Specificity and Mechanism of Metal Ion Activation in UDP-galactose:β -Galactoside-α-1,3-galactosyltransferase

Abstract

UDP-galactose:β-galactosyl-α1,3-galactosyltransferase (α3GT) catalyzes the synthesis of galactosyl-α-1, 3-β-galactosyl structures in mammalian glycoconjugates. In humans the gene for α3GT is inactivated, and its product, the α-Gal epitope, is the target of a large fraction of natural antibodies. α3GT is a member of a family of metal-dependent-retaining glycosyltransferases that includes the histo blood group A and B enzymes. Mn2+ activates the catalytic domain of α3GT (α3GTcd), but the affinity reported for this ion is very low relative to physiological levels. Enzyme activity over a wide range of metal ion concentrations indicates a dependence on Mn2+ binding to two sites. At physiological metal ion concentrations, Zn2+ gives higher levels of activity and may be the natural cofactor.
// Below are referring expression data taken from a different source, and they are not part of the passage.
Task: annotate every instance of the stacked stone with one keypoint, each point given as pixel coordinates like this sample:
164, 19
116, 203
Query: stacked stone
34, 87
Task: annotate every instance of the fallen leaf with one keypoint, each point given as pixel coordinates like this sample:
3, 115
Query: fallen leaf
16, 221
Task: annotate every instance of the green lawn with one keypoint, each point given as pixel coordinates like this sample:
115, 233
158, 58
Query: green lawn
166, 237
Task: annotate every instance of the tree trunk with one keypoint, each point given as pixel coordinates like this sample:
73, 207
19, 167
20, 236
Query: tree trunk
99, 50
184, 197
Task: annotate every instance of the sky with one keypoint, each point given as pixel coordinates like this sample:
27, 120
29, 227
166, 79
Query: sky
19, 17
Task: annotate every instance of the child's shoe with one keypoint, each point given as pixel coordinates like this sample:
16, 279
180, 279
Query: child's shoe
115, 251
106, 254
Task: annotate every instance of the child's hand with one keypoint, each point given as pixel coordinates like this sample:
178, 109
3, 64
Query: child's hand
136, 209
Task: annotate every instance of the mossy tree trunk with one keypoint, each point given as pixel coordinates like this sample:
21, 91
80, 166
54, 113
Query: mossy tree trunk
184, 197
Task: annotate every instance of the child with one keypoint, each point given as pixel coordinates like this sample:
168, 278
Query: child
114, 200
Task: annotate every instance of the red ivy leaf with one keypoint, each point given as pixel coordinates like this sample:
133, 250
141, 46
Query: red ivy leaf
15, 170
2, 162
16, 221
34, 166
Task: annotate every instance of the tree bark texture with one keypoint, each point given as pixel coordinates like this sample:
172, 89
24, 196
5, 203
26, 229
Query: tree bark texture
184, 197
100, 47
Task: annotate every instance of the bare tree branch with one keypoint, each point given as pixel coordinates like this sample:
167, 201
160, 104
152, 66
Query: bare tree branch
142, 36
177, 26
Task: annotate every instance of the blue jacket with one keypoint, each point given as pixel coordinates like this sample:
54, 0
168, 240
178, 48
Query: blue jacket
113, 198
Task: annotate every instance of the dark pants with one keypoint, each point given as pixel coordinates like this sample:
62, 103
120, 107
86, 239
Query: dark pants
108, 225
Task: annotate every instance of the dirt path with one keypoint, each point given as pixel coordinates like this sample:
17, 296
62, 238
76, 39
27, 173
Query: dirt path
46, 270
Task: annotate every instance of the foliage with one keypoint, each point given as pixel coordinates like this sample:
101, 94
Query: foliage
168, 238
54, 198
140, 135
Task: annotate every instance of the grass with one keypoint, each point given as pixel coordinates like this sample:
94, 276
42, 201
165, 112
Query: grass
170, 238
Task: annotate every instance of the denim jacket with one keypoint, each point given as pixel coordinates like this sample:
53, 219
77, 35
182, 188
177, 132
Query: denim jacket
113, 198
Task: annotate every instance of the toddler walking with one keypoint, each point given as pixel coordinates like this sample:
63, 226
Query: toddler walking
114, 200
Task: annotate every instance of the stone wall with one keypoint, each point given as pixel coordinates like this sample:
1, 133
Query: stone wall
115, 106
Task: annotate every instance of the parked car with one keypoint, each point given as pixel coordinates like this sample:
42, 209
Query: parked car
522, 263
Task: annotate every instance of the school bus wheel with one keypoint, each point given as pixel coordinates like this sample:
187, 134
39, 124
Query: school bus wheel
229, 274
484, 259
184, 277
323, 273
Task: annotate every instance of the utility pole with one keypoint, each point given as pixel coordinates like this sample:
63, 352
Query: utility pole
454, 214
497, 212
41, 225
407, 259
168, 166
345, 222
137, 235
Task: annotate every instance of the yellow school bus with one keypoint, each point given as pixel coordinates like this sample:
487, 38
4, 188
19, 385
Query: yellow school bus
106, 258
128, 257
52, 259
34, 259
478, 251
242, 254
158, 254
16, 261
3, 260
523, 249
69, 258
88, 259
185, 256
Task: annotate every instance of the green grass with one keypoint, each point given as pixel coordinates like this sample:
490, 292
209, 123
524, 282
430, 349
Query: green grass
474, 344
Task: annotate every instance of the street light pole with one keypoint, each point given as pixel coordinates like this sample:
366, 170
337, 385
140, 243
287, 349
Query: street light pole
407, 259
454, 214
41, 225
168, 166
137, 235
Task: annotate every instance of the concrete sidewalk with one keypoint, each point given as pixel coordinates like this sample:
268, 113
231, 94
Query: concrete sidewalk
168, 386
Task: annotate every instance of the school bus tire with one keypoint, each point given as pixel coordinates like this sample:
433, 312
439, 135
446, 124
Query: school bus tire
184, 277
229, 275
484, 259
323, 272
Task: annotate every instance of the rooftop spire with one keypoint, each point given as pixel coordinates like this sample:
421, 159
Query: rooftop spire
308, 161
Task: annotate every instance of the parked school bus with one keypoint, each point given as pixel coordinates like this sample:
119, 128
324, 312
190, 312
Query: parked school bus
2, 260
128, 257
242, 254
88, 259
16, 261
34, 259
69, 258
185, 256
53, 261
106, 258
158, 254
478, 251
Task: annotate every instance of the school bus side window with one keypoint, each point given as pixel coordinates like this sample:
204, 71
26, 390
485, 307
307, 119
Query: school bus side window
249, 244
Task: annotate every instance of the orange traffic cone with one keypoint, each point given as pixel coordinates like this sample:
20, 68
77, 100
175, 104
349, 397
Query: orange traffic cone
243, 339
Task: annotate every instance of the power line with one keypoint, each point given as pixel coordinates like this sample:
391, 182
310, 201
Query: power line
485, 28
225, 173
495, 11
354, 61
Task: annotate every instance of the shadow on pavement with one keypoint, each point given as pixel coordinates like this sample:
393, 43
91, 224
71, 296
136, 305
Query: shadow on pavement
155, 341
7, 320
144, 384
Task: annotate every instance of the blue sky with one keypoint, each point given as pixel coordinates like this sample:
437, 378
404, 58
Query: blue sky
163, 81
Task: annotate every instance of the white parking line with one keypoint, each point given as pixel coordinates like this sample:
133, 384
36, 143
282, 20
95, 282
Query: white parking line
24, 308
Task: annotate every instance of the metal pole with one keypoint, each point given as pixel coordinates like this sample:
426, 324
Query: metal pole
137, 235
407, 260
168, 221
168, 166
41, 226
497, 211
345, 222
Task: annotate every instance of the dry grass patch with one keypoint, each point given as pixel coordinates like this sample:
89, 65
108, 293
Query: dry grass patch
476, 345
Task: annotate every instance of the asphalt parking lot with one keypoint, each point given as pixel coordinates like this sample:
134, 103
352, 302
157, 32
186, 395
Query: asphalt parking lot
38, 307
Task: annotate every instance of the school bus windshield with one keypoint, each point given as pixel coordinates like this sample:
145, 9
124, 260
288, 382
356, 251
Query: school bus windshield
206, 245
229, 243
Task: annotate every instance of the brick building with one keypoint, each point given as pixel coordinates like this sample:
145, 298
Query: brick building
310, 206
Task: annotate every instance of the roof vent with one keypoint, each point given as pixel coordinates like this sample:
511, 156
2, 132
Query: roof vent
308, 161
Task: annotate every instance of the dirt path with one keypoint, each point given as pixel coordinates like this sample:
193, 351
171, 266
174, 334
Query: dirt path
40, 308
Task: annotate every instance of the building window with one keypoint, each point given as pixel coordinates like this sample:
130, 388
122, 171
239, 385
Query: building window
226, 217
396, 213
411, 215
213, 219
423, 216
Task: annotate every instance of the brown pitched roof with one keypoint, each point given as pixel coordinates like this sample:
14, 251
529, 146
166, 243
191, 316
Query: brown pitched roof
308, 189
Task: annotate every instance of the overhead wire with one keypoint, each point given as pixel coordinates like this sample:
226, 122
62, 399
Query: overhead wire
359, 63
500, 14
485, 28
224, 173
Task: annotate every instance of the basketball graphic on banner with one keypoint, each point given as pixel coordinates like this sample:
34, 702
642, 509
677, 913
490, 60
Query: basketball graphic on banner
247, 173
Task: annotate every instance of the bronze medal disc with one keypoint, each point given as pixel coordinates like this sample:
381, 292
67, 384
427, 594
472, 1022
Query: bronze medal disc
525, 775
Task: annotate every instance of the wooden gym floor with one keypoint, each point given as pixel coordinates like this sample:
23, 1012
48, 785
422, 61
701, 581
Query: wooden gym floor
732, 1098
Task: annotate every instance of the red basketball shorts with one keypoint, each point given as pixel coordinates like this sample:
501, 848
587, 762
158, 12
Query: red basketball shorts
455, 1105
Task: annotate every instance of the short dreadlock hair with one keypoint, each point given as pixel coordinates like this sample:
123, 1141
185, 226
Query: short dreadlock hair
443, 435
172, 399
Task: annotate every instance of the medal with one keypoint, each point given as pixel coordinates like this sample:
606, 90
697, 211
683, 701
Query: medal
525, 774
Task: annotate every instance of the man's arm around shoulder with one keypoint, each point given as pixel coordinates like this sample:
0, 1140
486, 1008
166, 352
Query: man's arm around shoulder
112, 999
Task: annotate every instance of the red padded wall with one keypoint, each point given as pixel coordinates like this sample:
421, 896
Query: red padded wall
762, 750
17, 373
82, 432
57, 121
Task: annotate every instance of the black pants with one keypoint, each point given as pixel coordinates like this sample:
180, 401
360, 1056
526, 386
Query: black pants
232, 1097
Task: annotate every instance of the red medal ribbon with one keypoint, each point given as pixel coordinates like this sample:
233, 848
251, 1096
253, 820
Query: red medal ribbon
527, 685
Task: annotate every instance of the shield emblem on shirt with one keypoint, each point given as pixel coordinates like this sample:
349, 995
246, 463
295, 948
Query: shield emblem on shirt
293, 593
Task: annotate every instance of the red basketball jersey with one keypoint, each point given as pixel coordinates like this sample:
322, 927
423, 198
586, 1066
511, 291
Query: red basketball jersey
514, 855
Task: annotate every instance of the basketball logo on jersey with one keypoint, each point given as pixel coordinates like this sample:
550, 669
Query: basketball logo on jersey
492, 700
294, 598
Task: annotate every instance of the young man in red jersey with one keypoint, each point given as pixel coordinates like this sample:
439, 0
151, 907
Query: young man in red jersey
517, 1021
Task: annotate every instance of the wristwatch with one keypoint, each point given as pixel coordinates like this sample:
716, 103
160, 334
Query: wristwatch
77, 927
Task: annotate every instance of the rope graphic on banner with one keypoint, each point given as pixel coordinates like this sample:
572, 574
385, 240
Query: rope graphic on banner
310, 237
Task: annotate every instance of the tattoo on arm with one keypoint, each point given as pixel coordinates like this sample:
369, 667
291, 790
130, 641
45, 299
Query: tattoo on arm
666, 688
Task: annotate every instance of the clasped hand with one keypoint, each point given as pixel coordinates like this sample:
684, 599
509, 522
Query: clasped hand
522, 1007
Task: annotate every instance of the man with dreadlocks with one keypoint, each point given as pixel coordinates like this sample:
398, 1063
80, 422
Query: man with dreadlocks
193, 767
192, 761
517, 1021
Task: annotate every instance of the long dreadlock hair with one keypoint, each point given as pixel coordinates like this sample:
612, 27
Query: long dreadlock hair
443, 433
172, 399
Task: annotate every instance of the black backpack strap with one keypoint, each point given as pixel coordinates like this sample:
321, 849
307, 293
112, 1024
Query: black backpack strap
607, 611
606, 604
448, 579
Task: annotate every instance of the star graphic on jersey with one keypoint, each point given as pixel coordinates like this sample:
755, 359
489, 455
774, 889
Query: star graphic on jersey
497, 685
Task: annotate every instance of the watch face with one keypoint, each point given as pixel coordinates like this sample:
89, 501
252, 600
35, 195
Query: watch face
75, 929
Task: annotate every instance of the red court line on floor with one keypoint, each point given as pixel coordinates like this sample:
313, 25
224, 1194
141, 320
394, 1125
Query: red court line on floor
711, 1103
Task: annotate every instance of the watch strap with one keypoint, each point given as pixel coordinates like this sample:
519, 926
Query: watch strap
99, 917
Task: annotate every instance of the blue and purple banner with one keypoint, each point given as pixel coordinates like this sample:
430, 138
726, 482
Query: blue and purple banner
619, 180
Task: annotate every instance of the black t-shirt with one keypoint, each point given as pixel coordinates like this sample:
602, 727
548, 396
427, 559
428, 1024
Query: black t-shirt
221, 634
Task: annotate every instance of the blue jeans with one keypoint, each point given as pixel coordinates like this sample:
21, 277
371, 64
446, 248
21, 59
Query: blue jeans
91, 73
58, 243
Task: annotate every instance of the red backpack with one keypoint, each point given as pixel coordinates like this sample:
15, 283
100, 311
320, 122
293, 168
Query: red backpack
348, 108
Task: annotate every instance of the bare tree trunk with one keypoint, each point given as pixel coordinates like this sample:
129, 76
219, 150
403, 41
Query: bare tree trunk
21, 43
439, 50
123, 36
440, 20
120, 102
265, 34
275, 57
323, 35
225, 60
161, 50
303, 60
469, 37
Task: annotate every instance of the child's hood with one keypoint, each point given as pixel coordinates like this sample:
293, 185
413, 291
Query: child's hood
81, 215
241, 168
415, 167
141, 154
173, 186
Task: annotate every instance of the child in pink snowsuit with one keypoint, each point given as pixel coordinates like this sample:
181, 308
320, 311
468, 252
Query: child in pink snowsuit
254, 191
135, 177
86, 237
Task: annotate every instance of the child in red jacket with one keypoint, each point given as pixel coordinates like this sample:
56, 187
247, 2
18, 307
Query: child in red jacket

To determine the role of the cation, metal activation was perturbed by substituting Co 2+ and Zn2+ for Mn2+ and by mutagenesis of a conserved D149VD151 sequence motif that is considered to act in cation binding in many glycosyltransferases. The aspartates of this motif were found to be essential for activity, and the kinetic properties of a Val150 to Ala mutant with reduced activity were determined. The results indicate that the cofactor is involved in binding UDP-galactose and has a crucial influence on catalytic efficiency for galactose transfer and for the low endogenous UDP-galactose hydrolase activity. It may therefore interact with one or more phosphates of UDP-galactose in the Michaelis complex and in the transition state for cleavage of the UDP to galactose bond. The DXD motif conserved in many glycosyltransferases appears to have a key role in metal-mediated donor substrate binding and phosphate-sugar bond cleavage.